Les discussions entre le gouvernement et l’opposition sur la réforme électorale reprendront mardi, a-t-on appris de sources bien informées. Comme cela a été le cas lors de la première rencontre, le gouvernement sera représenté par le Premier ministre Navin Ramgoolam et le Deputy Prime Minister Rashid Beebeejaun et l’opposition par le leader du MMM Paul Bérenger et le député Alan Ganoo. L’ancien VPM et ministre des Finances Rama Sithanen compte quant à lui terminer son cycle des consultations ce week-end avant de compléter son rapport sur la réforme électorale à la fin du mois, voire au début de février.
Les négociations en vue d’une réforme électorale ont atteint un stade très avancé. Les deux parties concernées sont d’accord sur le maintien du First-past-the-post (FPTP), l’introduction d’une dose de proportionnelle, une meilleure représentation des femmes au parlement et le maintien du nombre de circonscriptions à Maurice et à Rodrigues.
« L’objectif est de s’assurer que le gouvernement élu dispose d’une majorité claire pour pouvoir gouverner », a déclaré le Premier ministre au Mauricien en début de semaine. Navin Ramgoolam a fait comprendre qu’il s’oppose à l’obligation des candidats à décliner leur appartenance ethnique au moment de l’enregistrement de leur candidature.
Navin Ramgoolam a également estimé que le système de représentation proportionnelle est incompatible avec le système de best losers. Il est d’avis que 20 députés choisis selon la party list suffisent à corriger les disproportionnalités constatées à l’issue des élections selon le système FPTP et d’assurer que toutes les composantes de la population mauricienne soient représentées au Parlement.
Dans les milieux du MMM, l’on aurait souhaité trouver un système plus simple que les votes non utilisés. « On aurait pu comptabiliser le pourcentage de votes obtenu par les principaux partis et procéder ensuite à la répartition des 20 sièges dans le cadre d’un party list system. Cependant, nous ne sommes pas bloqués sur la question de wasted votes qui en fin de compte ne donne pas des résultats très différents des pourcentages obtenus par les partis », a soutenu Paul Bérenger.
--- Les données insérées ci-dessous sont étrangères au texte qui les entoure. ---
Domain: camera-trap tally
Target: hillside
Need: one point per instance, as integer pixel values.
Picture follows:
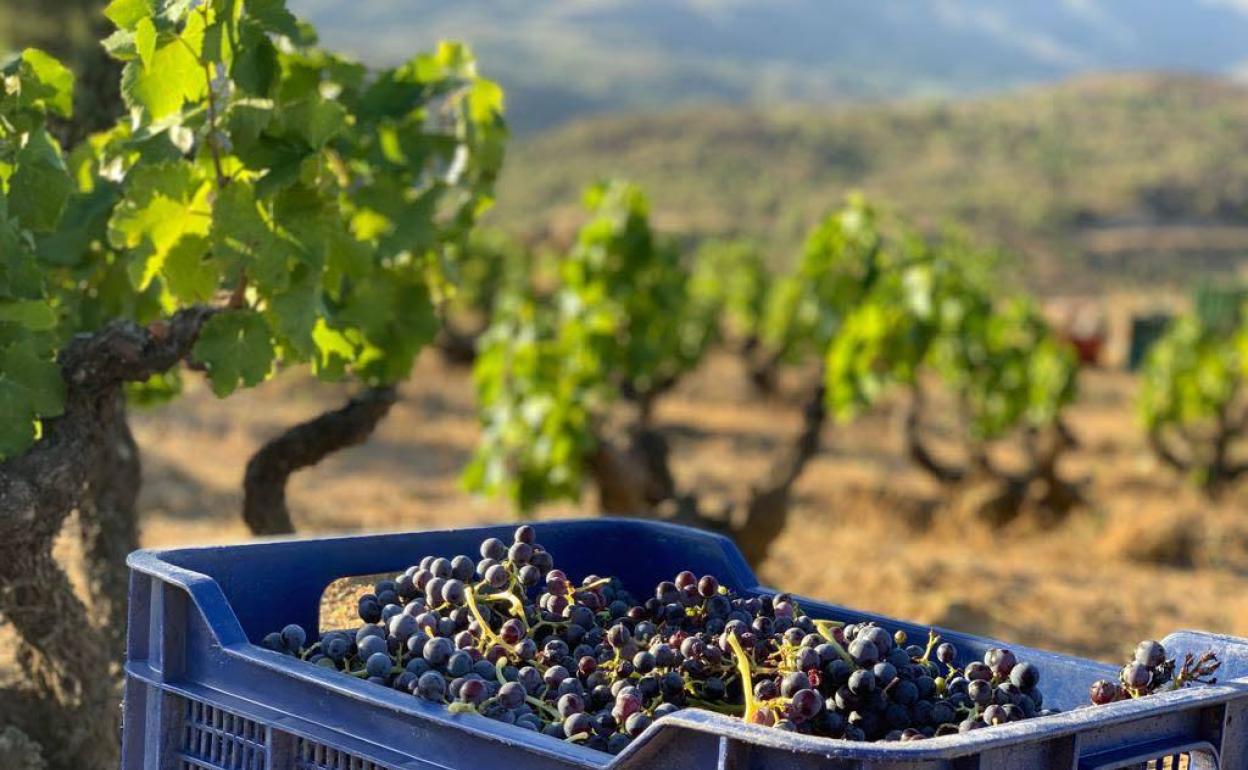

L’on insiste également que le système de best losers ne doit pas être un obstacle à un accord sur la réforme électorale, d’où le souhait d’un accord à ce sujet.
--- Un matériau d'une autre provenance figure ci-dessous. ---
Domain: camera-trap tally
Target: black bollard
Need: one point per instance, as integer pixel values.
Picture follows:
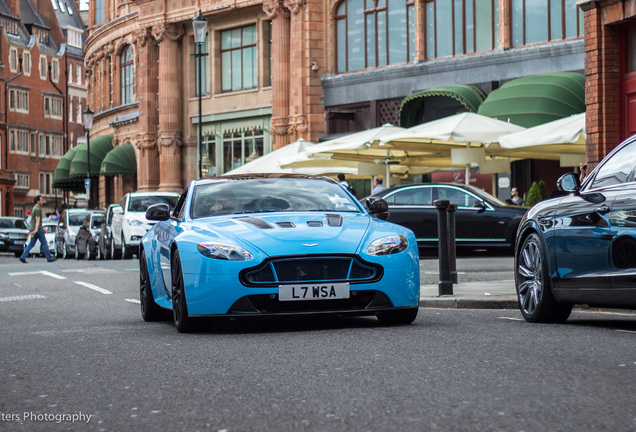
(445, 286)
(452, 248)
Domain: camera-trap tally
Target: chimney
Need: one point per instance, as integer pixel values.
(14, 7)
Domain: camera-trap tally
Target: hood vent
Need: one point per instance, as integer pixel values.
(257, 222)
(286, 224)
(334, 220)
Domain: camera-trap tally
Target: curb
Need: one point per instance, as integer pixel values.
(495, 302)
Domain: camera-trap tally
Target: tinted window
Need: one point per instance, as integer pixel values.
(457, 196)
(618, 169)
(141, 203)
(413, 196)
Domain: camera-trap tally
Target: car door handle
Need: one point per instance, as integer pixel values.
(602, 209)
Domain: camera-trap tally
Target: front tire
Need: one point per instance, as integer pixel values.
(182, 321)
(150, 311)
(398, 317)
(533, 285)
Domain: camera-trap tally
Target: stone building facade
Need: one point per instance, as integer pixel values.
(275, 71)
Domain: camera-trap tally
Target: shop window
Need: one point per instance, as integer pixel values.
(127, 79)
(238, 59)
(457, 27)
(239, 145)
(545, 20)
(372, 33)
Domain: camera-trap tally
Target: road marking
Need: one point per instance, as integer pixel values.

Les regards sont par ailleurs tournés aujourd’hui vers Voice of Hindu et Mauritius Sanatan Dharma Temples, dont le président est Somduth Dulthummun. Les rumeurs voulaient qu’ils aient rencontrés le Premier ministre, mais elles ont vite été démenties au niveau de la Treasury House.
Rama Sithanen a pour sa part rencontré ces derniers jours des experts en matière électorale. Des rencontres sont prévues avec les représentants de Women In Networking et de Women In Politics. Il s’est aussi entretenu au téléphone avec Serge Clair et Nicolas Von Mally.
Dans une déclaration au Mauricien, Rama Sithanen affirme qu’il consacre beaucoup de temps à relire les rapports publiés dans le passé, notamment celui de Banwell et De Smith. « C’est incroyable comment les discussions à l’époque sont comparables à celles d’aujourd’hui », souligne-t-il. M. Sithanen a finalement affirmé que tous les partis et les personnes consultées jusqu’ici sont d’accord sur la nécessité d’une réforme tout en s’assurant que toutes les composantes de la nation soient intégrées.